Le Conseil européen des 26 et 27 juin 2014 a adopté des lignes stratégiques sur la politique migratoire européenne pour la période 2015-2020, qui font suite à trois programmes quinquennaux dans ce domaine – Tampere, la Haye et Stockholm.

Dans les relations entre Etats membres, le premier défi de la nouvelle stratégie sera de chercher à mieux équilibrer solidarité et responsabilité/loyauté.

Dans le domaine du contrôle aux frontières, le nouveau programme stratégique propose de renforcer les actions de FRONTEX, en coopération avec le nouveau système de surveillance EUROSUR ; de développer des « frontières intelligentes » qui utilisent les technologies modernes pour rendre plus simples et plus efficaces les contrôles aux frontières et de mettre en place à terme d’un corps européen de gardes-frontières.

Dans le domaine de l’asile, la solidarité devrait davantage reposer sur la mise en œuvre effective du régime d’asile européen commun (RAEC) adopté en 2013, qui doit permettre d’octroyer des garanties procédurales identiques aux demandeurs d’asile, puis d’offrir un statut uniforme au sein de l’Union aux personnes protégées.

Il est à noter que la reconnaissance mutuelle des décisions d’asile, et une révision en profondeur des règles de désignation de l’Etat membre responsable de l’examen d’une demande d’asile ne sont pas mentionnées dans la nouvelle stratégie.

Le deuxième défi des lignes stratégiques sera, dans les relations extérieures de l’UE, de développer ce que l’on appelle « l’approche globale des migrations et de la mobilité », qui est apparue en 2005 et a été renouvelée en 2011, après les printemps arabes.

Une spécificité de la nouvelle stratégie migratoire européenne est l’importance accordée à la coopération avec les pays d’origine et de transit des migrants, et la volonté de renforcer les liens entre les politiques internes et externes.

Cela permettra de chercher à traiter les questions migratoires à leur source, et sans doute de réduire à l’intérieur de l’UE les problèmes de solidarité soulevés par ces questions.
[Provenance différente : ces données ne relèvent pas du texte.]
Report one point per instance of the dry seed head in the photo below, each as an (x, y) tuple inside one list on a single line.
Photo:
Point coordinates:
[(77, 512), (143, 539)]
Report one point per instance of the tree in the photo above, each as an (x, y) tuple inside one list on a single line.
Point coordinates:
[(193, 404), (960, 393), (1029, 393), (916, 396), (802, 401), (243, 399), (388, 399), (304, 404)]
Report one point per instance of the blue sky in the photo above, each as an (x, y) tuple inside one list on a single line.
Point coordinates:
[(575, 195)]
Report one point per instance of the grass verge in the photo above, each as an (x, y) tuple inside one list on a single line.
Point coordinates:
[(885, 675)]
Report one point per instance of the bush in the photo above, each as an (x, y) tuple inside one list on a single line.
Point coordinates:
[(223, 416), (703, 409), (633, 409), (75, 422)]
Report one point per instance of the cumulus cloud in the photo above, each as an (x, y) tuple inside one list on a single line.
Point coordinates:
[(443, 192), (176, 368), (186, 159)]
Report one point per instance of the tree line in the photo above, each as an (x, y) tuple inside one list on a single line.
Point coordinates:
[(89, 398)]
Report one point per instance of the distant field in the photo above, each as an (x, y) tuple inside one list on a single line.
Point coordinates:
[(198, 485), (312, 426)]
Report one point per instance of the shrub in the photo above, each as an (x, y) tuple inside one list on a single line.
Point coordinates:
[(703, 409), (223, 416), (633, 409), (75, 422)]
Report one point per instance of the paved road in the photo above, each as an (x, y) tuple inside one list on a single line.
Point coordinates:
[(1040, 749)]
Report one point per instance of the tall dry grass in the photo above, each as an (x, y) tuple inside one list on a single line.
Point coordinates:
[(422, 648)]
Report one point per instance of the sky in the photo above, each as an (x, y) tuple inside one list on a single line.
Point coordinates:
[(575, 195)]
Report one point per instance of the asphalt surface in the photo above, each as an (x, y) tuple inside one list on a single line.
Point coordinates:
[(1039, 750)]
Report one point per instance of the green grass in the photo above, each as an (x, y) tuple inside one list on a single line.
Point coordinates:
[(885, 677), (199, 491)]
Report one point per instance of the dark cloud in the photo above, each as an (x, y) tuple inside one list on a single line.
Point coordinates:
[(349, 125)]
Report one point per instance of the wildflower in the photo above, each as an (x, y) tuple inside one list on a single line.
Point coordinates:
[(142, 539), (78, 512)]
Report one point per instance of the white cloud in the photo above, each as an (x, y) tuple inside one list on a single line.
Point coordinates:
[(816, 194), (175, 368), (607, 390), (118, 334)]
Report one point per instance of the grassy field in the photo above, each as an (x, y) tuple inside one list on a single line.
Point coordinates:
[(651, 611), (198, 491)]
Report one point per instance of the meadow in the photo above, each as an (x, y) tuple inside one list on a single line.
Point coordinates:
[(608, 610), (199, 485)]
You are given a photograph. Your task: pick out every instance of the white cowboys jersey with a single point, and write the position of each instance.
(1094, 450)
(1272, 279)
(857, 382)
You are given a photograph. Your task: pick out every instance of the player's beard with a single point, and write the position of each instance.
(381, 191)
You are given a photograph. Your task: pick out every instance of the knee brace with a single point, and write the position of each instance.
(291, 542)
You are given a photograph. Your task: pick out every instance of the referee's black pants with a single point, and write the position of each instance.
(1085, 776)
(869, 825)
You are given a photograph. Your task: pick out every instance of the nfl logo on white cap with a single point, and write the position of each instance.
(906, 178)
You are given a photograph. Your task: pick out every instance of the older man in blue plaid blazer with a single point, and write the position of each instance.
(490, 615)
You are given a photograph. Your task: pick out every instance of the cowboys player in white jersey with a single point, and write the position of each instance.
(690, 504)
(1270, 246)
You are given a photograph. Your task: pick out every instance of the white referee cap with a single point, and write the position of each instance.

Il s’agit aussi de proposer des paquets de négociation afin que l’UE et les pays tiers puissent plus facilement trouver des compromis réciproques, dans les quatre domaines suivants : 1. Bien sûr, la lutte contre l’immigration irrégulière et la traite des êtres humains, dont l’UE est demandeuse ; 2. Mais aussi, l’immigration légale et de la mobilité, dont les pays d’origine, qui ont des surplus de main d’œuvre, et l’UE, qui vieillit et a besoin de soutenir sa croissante, sont demandeurs ; 3. la promotion des systèmes d’asile, l’UE projetant alors dans le monde ses conceptions des droits fondamentaux 4. le soutien du développement des pays tiers, qui a un impact sur les migrations

A noter que l’association des milieux des affaires aux dialogues sur l’immigration économique constitue une innovation intéressante de la nouvelle stratégie, notamment pour soutenir l’immigration circulaire.

Le texte beaucoup plus court que les programmes quinquennaux précédents, laisse en suspens de très nombreuses questions (recours à des instruments de politique étrangère et de défense, développement de visas humanitaires pour les demandeurs d’asile, ou externalisation éventuelle des procédures européennes d’asile).

Il laisse donc une large place à l’inventivité des acteurs qui auront à le mettre en œuvre.